İZSİAD Yönetim Kurulu Başkanı Hasan Küçükkurt:
“Yüksek artış kısa sürede eriyecek”

Yüzde 50 artışla 4 bin 250 TL’ye yükselen asgari ücret rakamı çalışan kesimi ilk
etapta mutlu edecek bir artış olurken, iğneden ipliğe her kaleme zam geldiği ortamda
asgari ücretli çalışan için bu rakamın bir ferahlama getireceğini düşünüyorum. Damga
ve gelir vergisi payının işveren lehine asgari ücretten kaldırılması, işveren açısından
olumlu karşılandığı da bir gerçek.

Lakin TL’deki değer kaybına bağlı olarak dövizdeki artış karşısında Merkez Bankası’nın
faiz indirimi dövizin yukarı yönlü seyrini arttırırken, enflasyon artışını da beraberinde
getiriyor. Asgari ücretteki bu yüksek artışı, enflasyon ve TL’deki değer kaybı ile
değerlendirdiğimizde kısa sürede bu artışın eriyeceği aşikardır.
Bu politikada ısrar edildiği takdirde ücretlere yapılan hiç zammın sonuç
vermeyeceğini, yükselen enflasyon trendi ile zorlu bir sürecin bizi beklediğini
endişeyle izliyoruz.

Tüm çalışanların ferah bir gelire kavuşması hepimizin temennisi ancak bunu
sağlamanın yolu topyekün bir ekonomik iyileşme ile mümkündür. Sadece zam
verilerek yapılan iyileştirmenin kısa vadeli bir rahatlama olacağını düşünüyoruz.

EGSD Yönetim Kurulu Başkanı Hayati Ertuğrul:

“Enflasyonu daha da artıracak”
Asgari ücret artışları, emek yoğun sektörler olarak tekstil ve hazır giyimi yakından
ilgilendiren bir konu. Bu anlamda çalışanların refahı ve ücretlerindeki artış tüm
işverenleri mutlu etse de enflasyonun yüzde 20-25 bandında açıklandığı bir ortamda
asgari ücrete yapılan yüzde 50 artışın zaten yüksek seyreden enflasyonun daha hızlı
artmasını da sağlayacaktır. Enflasyon ile mücadele kapsamında atılan makro
adımların bugüne kadar etkili sonuç vermediği bir ortamda asgari ücrete yapılan bu
artışla sağlanan görece refahın kısa sürede eriyeceğini düşünüyoruz. 2022 yılının ilk
çeyreğinde daha da yüksek enflasyon ile karşılaşmamız muhtemeldir. Asgari ücretin
artışına bağlı olarak gelişen süreçte enflasyon mücadelesinin doğru politikalarla
desteklenmesi artık kaçınılmaz bir konu olarak önümüzde duruyor.

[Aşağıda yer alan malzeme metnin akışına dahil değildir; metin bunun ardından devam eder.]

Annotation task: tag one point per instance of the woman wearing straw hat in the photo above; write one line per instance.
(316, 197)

Ege Finans Derneği Başkanı Osman Cengiz
“Güven yaratacak istikrarlı politikalar şart”

Asgari ücrete yapılan yüzde 50.5 artış yüksek görünse de burada orandan çok
paranın satın alma gücünün önemi var. Son dönemdeki maliyet artışları ve üretici
enflasyonundaki yüksek artış önümüzdeki 1-3 ay içinde tüketiciye yansıyacak
görünüyor. Yatırım, istihdam, üretim için ihtiyaç duyduğumuz sermayeyi ülkeye
getirecek güven yaratacak istikrarlı politikalar ile faiz, döviz ve enflasyonu kontrol
altında tutabilirsek paranın satın alma gücünü korumuş oluruz. Yeni asgari ücretin
amacına ulaşması, dayanışma ve sosyal barışa katkı sağlamasını dilerim.